Sunday, January 8, 2012

learning how to love my medic...

my husband & i have been married for almost 3 months now. i preface this post by admitting to the obvious: i don't know anything about being a good wife, at least not yet. every day i'm trying though. we have the same struggles that most couples do, which can usually be discussed with and understood by girlfriends or my mom. then, we also have some obstacles to overcome that i feel like i have to figure out on my own because i don't have any friends or family members that can relate to these ones. 

my husband is a paramedic. sounds sexy, huh? well, it is. but, there's a lot more to think about besides how hot he looks in his uniform.

i'm a lawyer. for me, going to work is a lot like going running or going to the gym: i usually have to convince myself to do it but i always feel better once i've gone. my husband is usually much more enthusiastic about both.

i met my husband just before thanksgiving. when i asked him what he was doing for thanksgiving, he said he was working. i didn't think much of it then. a week later, i text messaged him to invite him to go out with my friends on a saturday night. his response: "i'm at work until 4:00 am." i didn't say anything for a second, and i didn't know what to think about this. i couldn't imagine what he could be doing. "who works on thanksgiving day and until 4 am on a saturday night?" i thought. i wrote back to him, "what are you a bartender or something?" he responded, "i'm a paramedic." i felt embarrassed. first responders don't work regular hours like i do and they don't get the day off for the holidays. the more i got to know him, the more i learned to admire him. i couldn't believe it when he told me that his family was 16 hours away and he didn't know when he would see them next, but it wouldn't be for christmas. he was going to be working on christmas eve, and christmas too.

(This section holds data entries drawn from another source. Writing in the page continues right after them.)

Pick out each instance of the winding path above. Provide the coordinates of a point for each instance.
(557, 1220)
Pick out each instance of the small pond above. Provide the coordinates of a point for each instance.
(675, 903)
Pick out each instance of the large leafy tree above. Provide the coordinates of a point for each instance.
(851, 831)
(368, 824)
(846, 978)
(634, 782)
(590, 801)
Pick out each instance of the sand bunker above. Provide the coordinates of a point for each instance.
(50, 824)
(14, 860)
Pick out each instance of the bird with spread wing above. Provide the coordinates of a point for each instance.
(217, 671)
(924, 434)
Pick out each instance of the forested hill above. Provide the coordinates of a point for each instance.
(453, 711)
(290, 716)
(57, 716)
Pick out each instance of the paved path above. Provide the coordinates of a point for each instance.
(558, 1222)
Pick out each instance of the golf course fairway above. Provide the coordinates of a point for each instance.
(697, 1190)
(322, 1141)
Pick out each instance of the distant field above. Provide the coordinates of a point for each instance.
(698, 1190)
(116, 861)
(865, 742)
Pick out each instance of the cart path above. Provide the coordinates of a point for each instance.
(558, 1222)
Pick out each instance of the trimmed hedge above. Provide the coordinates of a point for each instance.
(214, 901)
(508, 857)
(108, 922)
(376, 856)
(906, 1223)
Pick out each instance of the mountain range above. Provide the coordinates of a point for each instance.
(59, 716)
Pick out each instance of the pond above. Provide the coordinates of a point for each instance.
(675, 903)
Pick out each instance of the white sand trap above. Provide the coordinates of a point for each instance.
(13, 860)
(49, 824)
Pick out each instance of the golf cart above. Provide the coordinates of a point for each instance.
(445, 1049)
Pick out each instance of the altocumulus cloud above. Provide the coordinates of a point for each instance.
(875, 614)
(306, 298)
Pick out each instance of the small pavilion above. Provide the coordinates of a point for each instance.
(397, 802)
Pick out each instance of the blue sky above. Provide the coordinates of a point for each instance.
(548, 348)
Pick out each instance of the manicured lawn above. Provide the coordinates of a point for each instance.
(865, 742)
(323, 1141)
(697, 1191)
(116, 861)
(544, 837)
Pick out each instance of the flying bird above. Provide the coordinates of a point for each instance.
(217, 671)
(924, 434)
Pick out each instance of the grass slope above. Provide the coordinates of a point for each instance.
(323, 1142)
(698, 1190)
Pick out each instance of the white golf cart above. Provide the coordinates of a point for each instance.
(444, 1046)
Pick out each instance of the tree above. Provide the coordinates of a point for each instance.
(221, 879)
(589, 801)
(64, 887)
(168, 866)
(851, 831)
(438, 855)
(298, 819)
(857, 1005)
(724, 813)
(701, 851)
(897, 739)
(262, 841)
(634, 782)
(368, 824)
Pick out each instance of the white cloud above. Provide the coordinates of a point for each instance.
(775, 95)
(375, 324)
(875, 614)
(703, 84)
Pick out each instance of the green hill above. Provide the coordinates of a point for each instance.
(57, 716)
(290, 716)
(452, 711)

about 2.5 years later, i am that paramedic's wife. on january 1st each year, we sit together and check the calendar to see which major holidays he is scheduled to work that year. almost every time, he's working for most of them. for one full year of our relationship, he worked every single holiday. when most people are traveling to see their loved ones, or relaxing with their families, we can't. i spent thanksgiving alone this year because my family was traveling and Adam was working. when a hurricane is forecasted, i wait nervously every second for the call saying that he has to go to work and we'll be separated during the storm. at the end of each shift he works, i wait for the text message to tell me he won't be getting out on time- emergencies are, by definition, unpredictable. 

i spent nights alone. a lot of nights. our schedules were opposite for quite some time. i got out of my office an hour after he left for work. he got home from work in the morning fifteen minutes before my alarm clock started to buzz. it was lonely. 80% of our communication happened via text message. we learned to savor the moments we could spend together and learned to cram a lot into the 2 or 3 nights we had together each week. it was trying.


there are times when i feel like we have lot to complain about and, on some days, i do. this thanksgiving, i realized something though- the person who should be complaining about going to work on Thanksgiving was not the one complaining. i can see how passionate he is about his job, how much he cares about providing excellent care to his patients, how much time he spends outside work reading articles to keep abreast of current events in the ems world and constantly improve his skills and become more educated. most of all, i realized that the sacrifices we make are worth it to make him happy, to keep him fulfilled. for me to complain about him going to work on Thanksgiving is for me to complain about all the things about him that made me love him in the first place.
sometimes i ask him what he would want to do if he couldn't be a medic anymore. he never really answers me. he seems to think about it some, but he always just says "i'm happy doing what i'm doing now." that's all i need to know.

of course, i'm not perfect at this yet, but knowing that he's happy will get me through today.